Puis, j'avais vu trop de ressemblances pour juste rester dans le déni par moment. Alors là, j'avais juste déprimé. Mais violemment. Je me considérais condamné, comme si jamais je ne pourrais revenir sur le droit chemin.

Pendant un moment, je ne pouvais plus me projeter et tout était devenu noir. Je ne pouvais plus penser à rien, sauf à la fatalité de ma vie.
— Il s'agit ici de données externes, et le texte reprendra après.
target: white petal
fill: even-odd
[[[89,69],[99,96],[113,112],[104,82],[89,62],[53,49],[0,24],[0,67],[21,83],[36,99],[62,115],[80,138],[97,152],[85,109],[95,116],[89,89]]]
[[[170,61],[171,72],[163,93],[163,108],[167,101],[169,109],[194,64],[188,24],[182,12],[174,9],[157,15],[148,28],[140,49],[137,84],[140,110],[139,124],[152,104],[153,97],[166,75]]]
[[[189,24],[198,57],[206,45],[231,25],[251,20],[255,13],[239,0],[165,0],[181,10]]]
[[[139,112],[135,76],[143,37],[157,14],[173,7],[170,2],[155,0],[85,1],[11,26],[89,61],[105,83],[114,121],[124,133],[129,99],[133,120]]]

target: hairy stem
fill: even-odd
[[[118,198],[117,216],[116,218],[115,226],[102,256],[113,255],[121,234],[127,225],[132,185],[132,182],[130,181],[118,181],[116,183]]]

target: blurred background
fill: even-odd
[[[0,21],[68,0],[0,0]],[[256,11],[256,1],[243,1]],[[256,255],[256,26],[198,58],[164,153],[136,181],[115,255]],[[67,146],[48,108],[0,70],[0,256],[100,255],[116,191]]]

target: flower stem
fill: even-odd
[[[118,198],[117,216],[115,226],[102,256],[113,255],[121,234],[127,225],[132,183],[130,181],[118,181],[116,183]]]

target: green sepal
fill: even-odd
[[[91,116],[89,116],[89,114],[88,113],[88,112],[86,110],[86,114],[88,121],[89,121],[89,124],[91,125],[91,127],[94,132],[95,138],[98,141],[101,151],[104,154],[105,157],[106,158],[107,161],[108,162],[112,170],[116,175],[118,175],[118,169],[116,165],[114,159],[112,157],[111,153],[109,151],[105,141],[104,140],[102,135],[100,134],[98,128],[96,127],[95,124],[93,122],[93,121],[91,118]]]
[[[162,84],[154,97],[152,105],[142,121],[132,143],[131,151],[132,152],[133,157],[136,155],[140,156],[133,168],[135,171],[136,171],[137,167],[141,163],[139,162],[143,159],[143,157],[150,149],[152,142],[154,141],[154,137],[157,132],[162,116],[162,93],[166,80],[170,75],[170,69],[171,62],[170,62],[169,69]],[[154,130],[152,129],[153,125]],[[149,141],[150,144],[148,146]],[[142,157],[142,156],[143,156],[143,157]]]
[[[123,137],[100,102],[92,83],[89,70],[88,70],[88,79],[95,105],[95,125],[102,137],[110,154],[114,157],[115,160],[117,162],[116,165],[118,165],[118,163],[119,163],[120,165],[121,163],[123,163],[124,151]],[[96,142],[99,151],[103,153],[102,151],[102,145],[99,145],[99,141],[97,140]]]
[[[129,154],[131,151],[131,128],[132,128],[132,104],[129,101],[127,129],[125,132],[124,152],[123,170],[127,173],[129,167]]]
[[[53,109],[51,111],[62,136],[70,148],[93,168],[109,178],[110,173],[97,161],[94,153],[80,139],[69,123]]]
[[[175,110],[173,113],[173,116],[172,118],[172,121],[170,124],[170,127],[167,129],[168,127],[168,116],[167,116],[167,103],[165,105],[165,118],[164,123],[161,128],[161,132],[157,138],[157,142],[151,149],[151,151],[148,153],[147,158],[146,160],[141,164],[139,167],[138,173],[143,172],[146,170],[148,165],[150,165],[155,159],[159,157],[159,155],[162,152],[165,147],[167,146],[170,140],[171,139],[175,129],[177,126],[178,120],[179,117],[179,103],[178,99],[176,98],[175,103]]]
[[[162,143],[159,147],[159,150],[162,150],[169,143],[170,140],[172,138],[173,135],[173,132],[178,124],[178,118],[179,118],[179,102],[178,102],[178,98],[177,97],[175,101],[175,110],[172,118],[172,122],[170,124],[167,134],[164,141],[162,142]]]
Dire que mon grand-père avait été dans le même pétrin... Ce grand-père que j'idolâtrais tellement au point de lui ressembler. Finalement, on se ressemblait sur beaucoup de points, mais pas ceux qui me plaisaient le plus avec le recul...

— Mais même si je n'ai pas le recul professionnel qu'il faut pour t'accompagner, je suis là pour te soutenir, peu importe ce qu'il se passe, ajouta mon père, les yeux larmoyants.

Sa loyauté, je l'avais bien vu. Quand bien même j'avais pu me comporter comme un con, il avait toujours été présent, prêt à m'accueillir dès le moment où je changerais d'avis. Je m'en voulais de l'avoir rejeté à ce point, peu importe qui tirait les ficelles derrière mes actes.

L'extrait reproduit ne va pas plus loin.